Fogginess is a relatively unusual condition for Sydney Harbour and a relatively unusual feeling for me.
Both Clive and I like clarity, and we tend to plan more rather than less in terms of how we spend our time, even if our plan is simply to sit on the balcony and read. That was in fact our plan for this weekend, and what we’ve been taking great pleasure in doing.
The weekend has also felt strange. By design, we had no family commitments or social engagements. We put to-do lists out of sight and tried to keep them out of mind. It’s the first time since early 2008 we’ve been able to well and truly relax at home.
The In-Between Week
I realised this morning that these days feel different because they are different. It’s the first Christmas since my son’s birth that we’ve spent the holiday apart, and the first time in years that my job hasn’t been hanging over my head throughout the season.
This is the first in-between Christmas and New Year’s week since I was in college that I’ve felt ‘free’:
· Single years – I worked this week, often as junior team member with fewest vacation days.
· Married and children growing-up years – I stayed home this week, having gradually accumulated more vacation days, now able to use them to be with my stepson and son when they were out of school.
· Children’s college years – I often went back to work this week. It was usually quiet and a good time to get things done. I saved my vacation days for longer family trips
· Today – being ‘free’ this week feels both weird and wonderful.
One Year Ago
Last year at this time, my son was an undergraduate senior home for the holidays, and I was flat out with corporate work projects. On New Year’s Eve, Clive and I watched fireworks and talked about what we’d do in 2008.
We’d both continue with our work, go to England in March for Clive’s cousin’s birthday, and to the U.S. in May for my son’s graduation. We had no idea how the year would unfold.
It’s a Physical Thing and a Change Thing
As it turned out, we had a year of significant change, which I’ve written about on this blog since starting it in August.
I left the business world in February and we did go to England and Paris in March and the U.S. in May. From that point on, much of the year was devoted to moving my mother from her home of 54 years to an assisted living residence. Clive had hand surgery in July, and we returned to the U.S. and Europe for another three months in the latter part of the year. Since returning home this month, we’ve been focused on Christmas with our Australian family.
“Don’t Use the ‘E’ Word”
When my son was in pre-school, he had a good friend whose mother was always rather dramatic. Whenever anyone asked, “How are you?” she rolled her eyes, sighed, and said, “Oh, I’m just EXHAUSTED,” then listed the reasons why.
One day my son returned home from their house and said, “Mom, I’m just exhausted.” My own stiff upper lip upbringing immediately kicked in. I told him not to use the ‘E’ word, that he sounded like a whiny hypochondriac instead of a 4 year-old in the picture of health.
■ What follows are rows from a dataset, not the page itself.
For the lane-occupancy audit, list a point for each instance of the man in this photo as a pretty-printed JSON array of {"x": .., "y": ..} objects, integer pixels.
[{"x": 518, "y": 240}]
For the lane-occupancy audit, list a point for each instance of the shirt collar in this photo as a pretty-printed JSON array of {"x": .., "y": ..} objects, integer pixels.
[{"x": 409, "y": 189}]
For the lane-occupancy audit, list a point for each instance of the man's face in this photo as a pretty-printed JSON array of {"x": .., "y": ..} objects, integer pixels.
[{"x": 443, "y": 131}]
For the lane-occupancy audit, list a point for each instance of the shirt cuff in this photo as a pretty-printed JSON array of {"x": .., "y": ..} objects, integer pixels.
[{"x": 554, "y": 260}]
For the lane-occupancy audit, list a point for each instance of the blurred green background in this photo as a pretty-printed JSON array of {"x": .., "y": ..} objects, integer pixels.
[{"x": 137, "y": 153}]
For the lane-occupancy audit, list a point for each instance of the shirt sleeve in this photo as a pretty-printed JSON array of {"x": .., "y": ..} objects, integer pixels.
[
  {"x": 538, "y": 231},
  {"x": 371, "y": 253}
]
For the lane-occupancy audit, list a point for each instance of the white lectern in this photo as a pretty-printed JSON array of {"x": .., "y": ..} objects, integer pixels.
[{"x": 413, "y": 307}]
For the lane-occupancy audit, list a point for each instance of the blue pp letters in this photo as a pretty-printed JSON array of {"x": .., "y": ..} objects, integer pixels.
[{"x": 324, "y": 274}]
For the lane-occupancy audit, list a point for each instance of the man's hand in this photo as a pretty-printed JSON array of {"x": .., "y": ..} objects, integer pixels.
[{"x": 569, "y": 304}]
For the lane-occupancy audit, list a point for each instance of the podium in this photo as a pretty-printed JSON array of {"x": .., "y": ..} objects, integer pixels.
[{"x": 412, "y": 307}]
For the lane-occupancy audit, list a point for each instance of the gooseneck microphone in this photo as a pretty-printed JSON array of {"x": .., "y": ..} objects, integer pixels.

To this day, the ‘E’ word seems an overused complaint to me, and I cringe when I hear healthy adults use it as a routine part of their vocabulary, especially with children. Like the boy who cried wolf, ‘exhausted’ should be reserved for times when a person is really, truly worn out.
The Physical Impact
Looking back over 2008, I’m amazed at the pace Clive and I kept up, and the amount of work we got done in different countries and contexts. I think it’s fair to say we arrived back in Sydney in a state of physical and mental exhaustion.
There, I’ve said it, not to whine and dwell on it, but to consider that maybe some of my foggy feelings are simply from experiencing the dreaded ‘E’ word.
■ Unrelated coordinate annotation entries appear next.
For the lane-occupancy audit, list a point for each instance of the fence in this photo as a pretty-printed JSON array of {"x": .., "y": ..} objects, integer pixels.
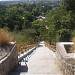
[{"x": 8, "y": 62}]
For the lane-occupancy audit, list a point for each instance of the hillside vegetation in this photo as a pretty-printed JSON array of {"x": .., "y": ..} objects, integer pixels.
[{"x": 22, "y": 21}]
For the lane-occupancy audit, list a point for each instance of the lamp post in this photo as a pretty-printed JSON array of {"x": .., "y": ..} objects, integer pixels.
[{"x": 24, "y": 22}]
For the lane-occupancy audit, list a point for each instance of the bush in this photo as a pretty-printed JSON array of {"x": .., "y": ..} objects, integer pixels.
[{"x": 5, "y": 37}]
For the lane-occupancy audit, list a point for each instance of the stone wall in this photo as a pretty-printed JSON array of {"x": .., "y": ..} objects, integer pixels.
[
  {"x": 64, "y": 59},
  {"x": 8, "y": 63}
]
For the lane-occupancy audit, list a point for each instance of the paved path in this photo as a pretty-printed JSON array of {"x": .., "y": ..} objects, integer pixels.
[{"x": 41, "y": 62}]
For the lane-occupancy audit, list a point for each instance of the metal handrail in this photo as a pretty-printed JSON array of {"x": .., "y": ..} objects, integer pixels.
[{"x": 9, "y": 52}]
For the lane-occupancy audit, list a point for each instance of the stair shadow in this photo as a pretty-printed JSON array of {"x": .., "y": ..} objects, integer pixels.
[{"x": 19, "y": 69}]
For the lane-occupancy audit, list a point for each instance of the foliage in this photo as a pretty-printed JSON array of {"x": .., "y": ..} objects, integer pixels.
[{"x": 5, "y": 37}]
So we’ll spend a few more days on the balcony, enjoying this time and restoring ourselves with relaxation, reading, and sleep.
Changing Phases of the Empty Nest
On top of the physical aspects of the year behind us, we’re adjusting to a new phase of the empty nest.
The first was when my son went to kindergarten, and the yellow school bus represented growing independence and the outside world. Later, when he started driving, another huge step was taken on his journey to adulthood.
When he went to university, I knew approximately where he was and when he would be home on breaks. As all parents of college kids know, they’re in and out of your lives during those years, coming and going with all their energy and all their friends, then leaving you quiet when they return to campus.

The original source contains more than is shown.